Kathy Lilla Cox, College of St. Benedict and St. John’s University
How do we talk with each other when we disagree? Can we get out of our echo chambers and work together to foster needed and necessary change? What does it look like to help young adults in college talk with each other without divisive rhetoric?
As I have pondered these questions recently I have reflected upon an early teaching experience with college students. Spring 2007 in the Bronx and the classroom had erupted. Raised voices, cross-talking, crackling energy, emotions high. The students politely and quietly had been discussing Ada María Isasi-Díaz’s piece “Solidarity: Love of Neighbor in the Twenty-first Century,” and her definitions of solidarity and charity. Then my question – “What would it mean to take down the iron-rod fence between the University and the neighborhood? What does solidarity look like here, in the Bronx, with our neighbors?” Fear, challenge, and pain emerged in student responses: “We can’t take down the fence.” “Why not?” “The neighborhood is unsafe.” “That’s my neighborhood; I live there.” This experience is still sharp a decade later. Through periodic contemplation of that day, I have realized more deeply that amidst the highly charged responses, students took risks, were courageous, and willing to challenge each other by entering into a space of discomfort and conflict.
There are no-iron rod fences surrounding the campuses from neighbors in central MN where I have taught for almost a decade. Rather, the fences are frequently of a different sort. One is particularly challenging for a theological ethicist, the desire by students to be nice. As a result, students can often see disagreement and conflict as rude. Therefore, reading the book chapter “From Safe Spaces to Brave Spaces” by Brian Arao and Kristi Clemens helps me better understand what happened in 2007 and provides a still needed framework for engaging the desire by my current students to be nice.
Arao and Clemens are student affairs educators who realized in their work that students often equated “safety with comfort” and had trouble when conversations moved “from polite to provocative.” To all who teach controversial or tough subjects they pose the question, are we inadvertently “hindering our own efforts by relying on the traditional language of safe space?” In turn, Arao and Clemens analyze five common ground rules for discussion: 1) agree to disagree, 2) don’t take things personally, 3) challenge by choice, 4) respect, and 5) no attacks.
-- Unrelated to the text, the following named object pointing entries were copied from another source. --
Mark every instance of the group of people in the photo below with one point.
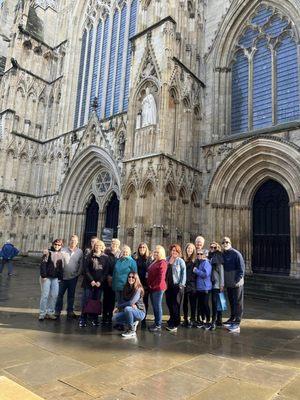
(123, 283)
(7, 253)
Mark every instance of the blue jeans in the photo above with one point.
(49, 292)
(70, 286)
(128, 316)
(156, 301)
(87, 294)
(9, 266)
(119, 295)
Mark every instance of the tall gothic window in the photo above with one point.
(105, 58)
(265, 73)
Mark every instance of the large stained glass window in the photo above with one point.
(265, 76)
(105, 59)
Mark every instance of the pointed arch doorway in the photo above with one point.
(271, 230)
(91, 221)
(112, 214)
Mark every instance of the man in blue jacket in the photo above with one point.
(234, 271)
(8, 252)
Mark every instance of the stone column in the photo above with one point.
(295, 239)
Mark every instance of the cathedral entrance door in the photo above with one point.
(271, 230)
(91, 221)
(112, 214)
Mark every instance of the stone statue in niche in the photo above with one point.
(149, 111)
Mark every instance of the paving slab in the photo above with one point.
(267, 374)
(10, 390)
(211, 367)
(229, 389)
(105, 379)
(168, 385)
(59, 391)
(292, 390)
(39, 372)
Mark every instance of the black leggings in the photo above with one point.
(216, 315)
(173, 300)
(203, 306)
(189, 297)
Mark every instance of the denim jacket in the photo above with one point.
(178, 271)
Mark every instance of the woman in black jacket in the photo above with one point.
(143, 260)
(51, 271)
(95, 271)
(190, 292)
(216, 259)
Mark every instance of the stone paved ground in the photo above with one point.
(57, 360)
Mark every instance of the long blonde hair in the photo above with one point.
(186, 257)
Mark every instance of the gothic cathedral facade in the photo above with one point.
(153, 120)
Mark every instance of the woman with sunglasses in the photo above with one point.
(204, 286)
(157, 285)
(143, 260)
(190, 293)
(51, 271)
(123, 266)
(131, 309)
(217, 277)
(175, 278)
(95, 270)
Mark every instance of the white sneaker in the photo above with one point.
(235, 328)
(129, 334)
(174, 329)
(135, 325)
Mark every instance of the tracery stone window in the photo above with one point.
(103, 182)
(265, 73)
(105, 58)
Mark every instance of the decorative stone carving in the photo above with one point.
(149, 110)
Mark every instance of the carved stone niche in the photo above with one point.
(130, 232)
(148, 232)
(146, 120)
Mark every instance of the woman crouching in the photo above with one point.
(131, 309)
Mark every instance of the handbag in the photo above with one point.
(93, 305)
(221, 302)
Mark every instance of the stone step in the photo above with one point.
(273, 288)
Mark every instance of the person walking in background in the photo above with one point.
(234, 272)
(156, 281)
(130, 309)
(108, 293)
(199, 243)
(124, 265)
(204, 286)
(95, 271)
(190, 292)
(73, 258)
(143, 260)
(175, 279)
(51, 272)
(89, 249)
(7, 253)
(115, 247)
(217, 277)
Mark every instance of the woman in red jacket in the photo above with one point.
(156, 281)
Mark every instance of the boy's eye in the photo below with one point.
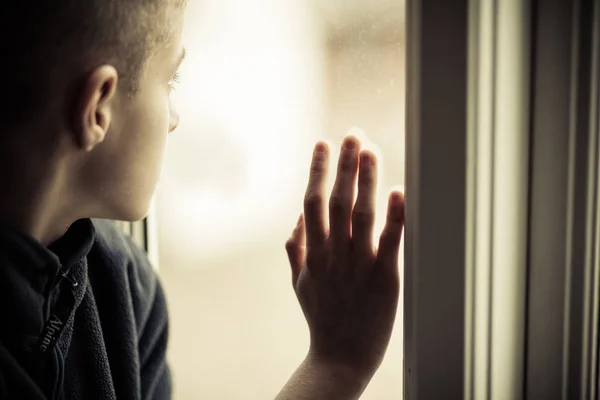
(174, 81)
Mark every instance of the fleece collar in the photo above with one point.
(29, 274)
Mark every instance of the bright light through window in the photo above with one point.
(262, 82)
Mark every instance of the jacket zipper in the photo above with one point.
(55, 324)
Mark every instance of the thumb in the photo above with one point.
(296, 248)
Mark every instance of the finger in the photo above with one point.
(389, 242)
(314, 199)
(296, 249)
(363, 215)
(342, 196)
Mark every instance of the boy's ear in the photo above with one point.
(94, 107)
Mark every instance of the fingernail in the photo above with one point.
(350, 144)
(320, 148)
(366, 160)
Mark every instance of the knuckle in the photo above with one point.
(365, 178)
(312, 199)
(362, 216)
(337, 203)
(347, 165)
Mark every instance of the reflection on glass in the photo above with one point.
(262, 82)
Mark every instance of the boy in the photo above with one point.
(83, 135)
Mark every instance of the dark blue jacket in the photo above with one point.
(84, 318)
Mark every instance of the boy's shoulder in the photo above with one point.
(118, 264)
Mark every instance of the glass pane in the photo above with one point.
(262, 82)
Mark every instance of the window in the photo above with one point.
(262, 82)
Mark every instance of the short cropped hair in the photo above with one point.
(48, 43)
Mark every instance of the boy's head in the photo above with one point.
(87, 110)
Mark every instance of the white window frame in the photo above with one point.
(502, 269)
(467, 198)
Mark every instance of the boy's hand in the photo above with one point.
(348, 290)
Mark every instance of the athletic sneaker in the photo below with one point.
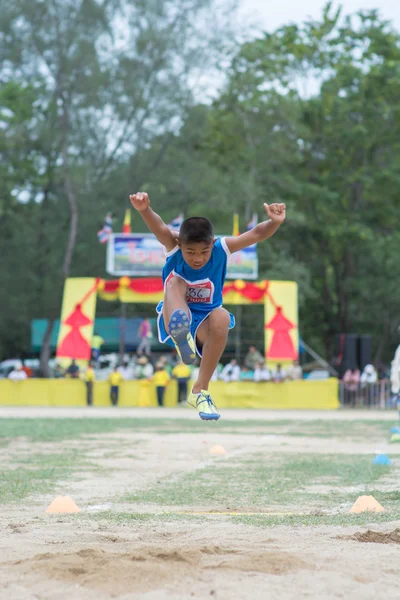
(179, 330)
(205, 405)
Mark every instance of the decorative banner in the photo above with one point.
(281, 322)
(141, 254)
(77, 318)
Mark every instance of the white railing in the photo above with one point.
(368, 395)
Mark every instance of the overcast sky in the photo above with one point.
(270, 14)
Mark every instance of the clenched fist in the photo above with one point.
(140, 201)
(276, 212)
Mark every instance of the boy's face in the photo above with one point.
(196, 254)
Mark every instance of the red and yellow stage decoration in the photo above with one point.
(77, 320)
(278, 297)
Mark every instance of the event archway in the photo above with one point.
(79, 308)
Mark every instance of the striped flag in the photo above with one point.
(177, 222)
(126, 227)
(235, 229)
(104, 233)
(254, 220)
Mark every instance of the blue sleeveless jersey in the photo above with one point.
(204, 292)
(204, 288)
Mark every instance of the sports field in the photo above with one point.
(161, 517)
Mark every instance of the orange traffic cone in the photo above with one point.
(63, 504)
(366, 504)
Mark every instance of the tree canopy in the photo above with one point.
(98, 100)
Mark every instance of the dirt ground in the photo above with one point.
(46, 557)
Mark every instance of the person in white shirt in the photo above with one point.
(261, 372)
(144, 369)
(17, 374)
(126, 371)
(395, 374)
(295, 372)
(231, 372)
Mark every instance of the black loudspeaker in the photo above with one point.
(364, 351)
(346, 352)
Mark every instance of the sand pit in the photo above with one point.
(162, 518)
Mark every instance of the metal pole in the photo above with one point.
(238, 333)
(122, 337)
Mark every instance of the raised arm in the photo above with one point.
(154, 222)
(262, 231)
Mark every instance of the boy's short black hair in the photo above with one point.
(196, 229)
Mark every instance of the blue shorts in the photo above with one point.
(196, 319)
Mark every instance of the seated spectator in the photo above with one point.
(90, 378)
(246, 374)
(73, 370)
(368, 375)
(17, 374)
(115, 379)
(278, 375)
(351, 380)
(97, 342)
(144, 369)
(126, 371)
(231, 371)
(28, 370)
(252, 358)
(58, 371)
(261, 372)
(161, 379)
(294, 372)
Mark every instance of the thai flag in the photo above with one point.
(104, 233)
(177, 222)
(251, 224)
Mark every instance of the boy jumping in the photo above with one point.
(191, 318)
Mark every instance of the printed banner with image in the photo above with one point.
(141, 254)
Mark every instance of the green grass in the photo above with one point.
(38, 473)
(260, 481)
(311, 520)
(47, 430)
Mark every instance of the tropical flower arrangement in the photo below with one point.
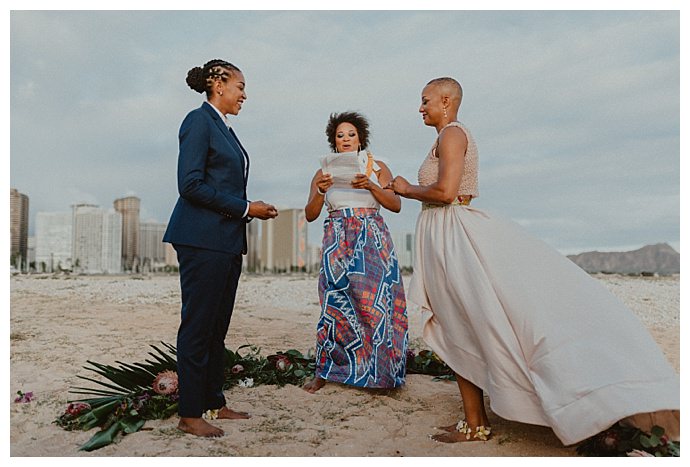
(628, 441)
(134, 393)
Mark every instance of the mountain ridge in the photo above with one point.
(660, 258)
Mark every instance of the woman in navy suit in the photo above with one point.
(208, 230)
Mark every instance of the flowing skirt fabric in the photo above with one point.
(362, 330)
(549, 344)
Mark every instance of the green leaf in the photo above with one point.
(102, 438)
(645, 442)
(131, 424)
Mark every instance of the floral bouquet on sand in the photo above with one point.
(134, 393)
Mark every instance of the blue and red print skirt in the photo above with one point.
(361, 336)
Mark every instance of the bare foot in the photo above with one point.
(229, 414)
(448, 428)
(453, 437)
(199, 427)
(314, 385)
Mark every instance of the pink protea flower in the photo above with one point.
(281, 362)
(638, 453)
(165, 383)
(609, 440)
(75, 408)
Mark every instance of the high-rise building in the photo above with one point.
(151, 247)
(19, 228)
(96, 240)
(53, 241)
(128, 207)
(284, 242)
(31, 251)
(251, 261)
(170, 256)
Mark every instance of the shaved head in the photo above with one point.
(448, 87)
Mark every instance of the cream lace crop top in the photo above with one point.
(469, 183)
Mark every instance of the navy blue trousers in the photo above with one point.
(208, 280)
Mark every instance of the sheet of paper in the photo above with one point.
(342, 166)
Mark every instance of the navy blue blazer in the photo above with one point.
(212, 186)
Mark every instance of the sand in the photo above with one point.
(58, 323)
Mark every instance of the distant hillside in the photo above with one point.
(659, 258)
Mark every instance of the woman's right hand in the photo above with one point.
(324, 182)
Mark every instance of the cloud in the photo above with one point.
(576, 114)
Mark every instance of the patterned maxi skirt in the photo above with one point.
(361, 337)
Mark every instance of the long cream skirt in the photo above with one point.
(549, 344)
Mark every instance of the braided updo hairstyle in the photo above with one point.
(201, 79)
(353, 118)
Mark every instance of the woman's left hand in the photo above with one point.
(399, 185)
(361, 181)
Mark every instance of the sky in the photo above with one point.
(576, 114)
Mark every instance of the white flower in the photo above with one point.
(246, 383)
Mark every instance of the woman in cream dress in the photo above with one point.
(515, 318)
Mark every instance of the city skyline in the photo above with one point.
(567, 108)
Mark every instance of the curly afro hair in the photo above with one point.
(353, 118)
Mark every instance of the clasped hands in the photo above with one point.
(262, 210)
(361, 181)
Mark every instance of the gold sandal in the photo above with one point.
(481, 432)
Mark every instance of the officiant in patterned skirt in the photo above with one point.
(361, 335)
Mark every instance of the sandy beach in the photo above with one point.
(60, 322)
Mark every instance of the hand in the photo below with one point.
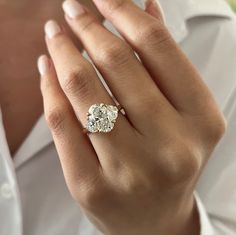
(140, 177)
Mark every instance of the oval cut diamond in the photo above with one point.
(101, 118)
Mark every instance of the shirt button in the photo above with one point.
(6, 191)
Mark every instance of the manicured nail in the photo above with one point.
(43, 65)
(52, 28)
(73, 8)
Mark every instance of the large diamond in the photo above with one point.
(102, 118)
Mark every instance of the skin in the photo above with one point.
(20, 97)
(135, 178)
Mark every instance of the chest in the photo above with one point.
(20, 111)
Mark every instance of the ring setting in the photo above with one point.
(101, 118)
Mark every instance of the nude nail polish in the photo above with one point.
(52, 28)
(72, 8)
(43, 65)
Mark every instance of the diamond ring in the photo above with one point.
(101, 118)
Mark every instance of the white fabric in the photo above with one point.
(34, 199)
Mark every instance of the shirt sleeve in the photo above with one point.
(206, 227)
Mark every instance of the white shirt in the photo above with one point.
(34, 199)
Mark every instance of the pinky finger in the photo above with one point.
(78, 159)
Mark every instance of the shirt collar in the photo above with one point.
(177, 13)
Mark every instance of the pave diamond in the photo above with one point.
(101, 118)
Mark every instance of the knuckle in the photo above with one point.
(153, 34)
(56, 119)
(78, 82)
(218, 129)
(116, 54)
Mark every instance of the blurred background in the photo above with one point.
(233, 4)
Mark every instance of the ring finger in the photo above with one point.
(82, 87)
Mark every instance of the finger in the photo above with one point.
(80, 83)
(169, 67)
(127, 78)
(153, 8)
(78, 159)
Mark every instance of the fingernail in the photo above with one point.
(73, 8)
(43, 65)
(52, 28)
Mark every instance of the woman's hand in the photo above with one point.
(140, 177)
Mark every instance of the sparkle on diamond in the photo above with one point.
(102, 118)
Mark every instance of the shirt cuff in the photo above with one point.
(205, 223)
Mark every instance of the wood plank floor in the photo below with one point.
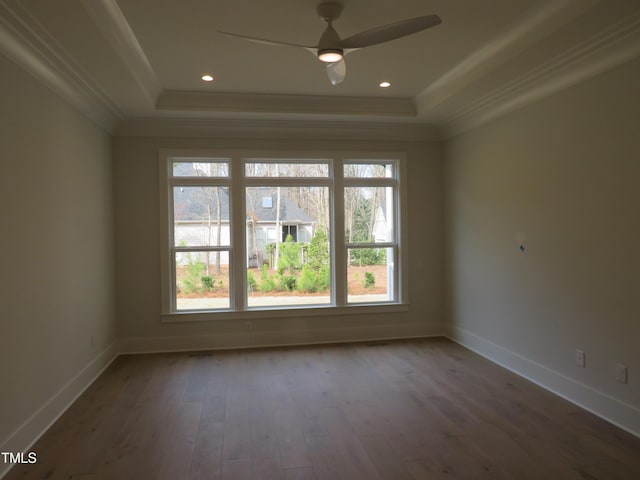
(424, 409)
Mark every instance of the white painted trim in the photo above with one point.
(28, 45)
(108, 17)
(621, 414)
(539, 21)
(607, 49)
(300, 129)
(287, 338)
(23, 438)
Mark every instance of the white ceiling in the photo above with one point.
(144, 58)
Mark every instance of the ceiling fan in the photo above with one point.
(331, 49)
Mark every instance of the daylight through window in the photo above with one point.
(250, 233)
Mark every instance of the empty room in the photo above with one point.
(308, 239)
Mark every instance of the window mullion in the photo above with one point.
(238, 240)
(339, 251)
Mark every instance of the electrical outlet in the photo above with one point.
(581, 360)
(621, 373)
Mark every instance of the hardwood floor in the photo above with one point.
(424, 409)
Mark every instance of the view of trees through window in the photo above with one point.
(287, 233)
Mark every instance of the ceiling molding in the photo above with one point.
(539, 22)
(285, 129)
(609, 48)
(186, 101)
(27, 44)
(109, 18)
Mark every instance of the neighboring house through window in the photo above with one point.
(246, 233)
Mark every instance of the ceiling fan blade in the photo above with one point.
(266, 41)
(336, 72)
(389, 32)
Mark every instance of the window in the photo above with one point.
(247, 233)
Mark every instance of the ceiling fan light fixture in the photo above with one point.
(330, 55)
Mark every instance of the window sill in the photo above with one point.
(305, 312)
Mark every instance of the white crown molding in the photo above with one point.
(176, 100)
(613, 46)
(270, 129)
(109, 18)
(25, 42)
(538, 22)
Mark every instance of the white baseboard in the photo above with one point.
(23, 438)
(278, 338)
(610, 409)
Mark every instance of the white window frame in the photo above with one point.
(236, 182)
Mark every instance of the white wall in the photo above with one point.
(138, 269)
(56, 255)
(563, 174)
In looking at these five common ground rules for dialogue, they deconstruct the language of “safe space” providing rationale, frameworks, and tools to encourage a “brave space” for learning about social justice and other types of ethical concerns.
While my plan had been to implement several pedagogical changes based upon their work this academic year and to build on the changes next year, events in recent months necessitated a more rapid implementation of pedagogical adjustments. National, local, and campus events have created an atmospheric mix not limited to but including protest, trepidation, fear, activism, dismay, uncertainty, anger, compassion, courage, withdrawal, and disengagement. In this environment, Arao and Clemens help me more intentionally shape and critically analyze some assumptions about discussion guidelines with students. I repeatedly state explicitly that in theological ethics conflict cannot be ruled out; rather we learn from it. Students and I have discussed together why “agreeing to disagree” halts a conversation and often falls short of understanding another person’s argument or ethical stance. We have talked about how understanding why we disagree is hard work because it requires staying in a conversation and listening deeply to another person from a stance of curiosity rather than debate. I have named that with conversations about difficult topics we cannot expect immediate resolution or consensus.
My students have told me that to enter a brave space they desire and need to know something about each other. Therefore, we invest time each week getting to know each other by talking about movies, our responses to the weather, telling stories about our lives, or naming our favorite color. I remind them we do this because they want to know each other as they practice each week creating a “brave space” for conversation, dialogue, and discussion. We revisit our collaboratively decided conversation guidelines, revising as needed before entering into the week’s ethical topic. Several months into the semester, these changes have helped my students and me as we learn to resist complacency by being present to each other in our discomfort as we name injustices, confront each other’s assumptions, disagree with each other as we study, have hard conversations about various ethical issues, and make decisions about our own ethical actions. In so doing, my students give me hope.
Kathy Lilla Cox is an Associate Professor at the College of St. Benedict and St. John’s University in central MN where she teaches theological ethics. She is the author of Water Shaping Stone: Faith, Relationships, and Conscience Formation.